Ce dimanche, plus d’un millier de personnes ont répondu à l’appel de Reza Pahlavi, fils exilé du dernier shah d’Iran, lors d’une manifestation organisée à Washington D.C. Les participants, principalement issus de la diaspora iranienne, ont exprimé leur soutien à une opération visant à renverser le gouvernement en place en Iran, tout en affichant leur gratitude envers le président américain Donald Trump.
EN BREF
- Plus de 1 000 manifestants se sont rassemblés à Washington D.C.
- Reza Pahlavi est présenté comme une alternative démocratique pour l’Iran.
- Les participants soutiennent une opération en Iran coordonnée par les États-Unis et Israël.
Les manifestants, venus de New York, du Canada et des environs, ont agité des drapeaux iraniens et américains tout en scandant des slogans tels que « Javid Shah » et « Merci, merci président Trump ». L’événement, qui s’est déroulé sous un soleil radieux, a été marqué par des chants en farsi et des musiques emblématiques de la campagne de Trump.
Naz Riz, une quinquagénaire portant une casquette rouge « Make Iran Great Again », a exprimé son souhait de voir d’autres nations s’impliquer dans cette « opération de secours » qu’elle considère comme essentielle pour le peuple iranien.

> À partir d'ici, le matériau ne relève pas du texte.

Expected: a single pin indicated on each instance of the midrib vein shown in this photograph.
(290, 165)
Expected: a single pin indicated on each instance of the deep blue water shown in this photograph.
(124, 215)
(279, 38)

Elle a déclaré que Reza Pahlavi représentait la « meilleure option » pour instaurer une démocratie dans le pays, en opposition à ce qu’elle qualifie de « criminels » au pouvoir actuel.
Une autre manifestante, Nissam Crowe, a affirmé que Pahlavi était synonyme de « démocratie » et de « liberté ». Arrivée de Virginie, elle a partagé son espoir de voir un changement démocratique en Iran, en mettant en avant la nécessité d’une transition rapide.
Les discours et le soutien à l’opposition
Au cours de la manifestation, plusieurs intervenants se sont succédé sur scène, y compris la femme et la fille de Reza Pahlavi. Ce dernier, qui a été acclamé lors de la conférence CPAC au Texas la veille, est largement perçu comme une figure charismatique pour les Iraniens vivant à l’étranger.
Sharita Kord, une infirmière de 25 ans, a exprimé son opinion selon laquelle la guerre, déclenchée le 28 février, était « l’unique option » pour renverser le gouvernement iranien. Elle a insisté sur la nécessité de croire en Pahlavi comme symbole d’espoir pour l’avenir de l’Iran.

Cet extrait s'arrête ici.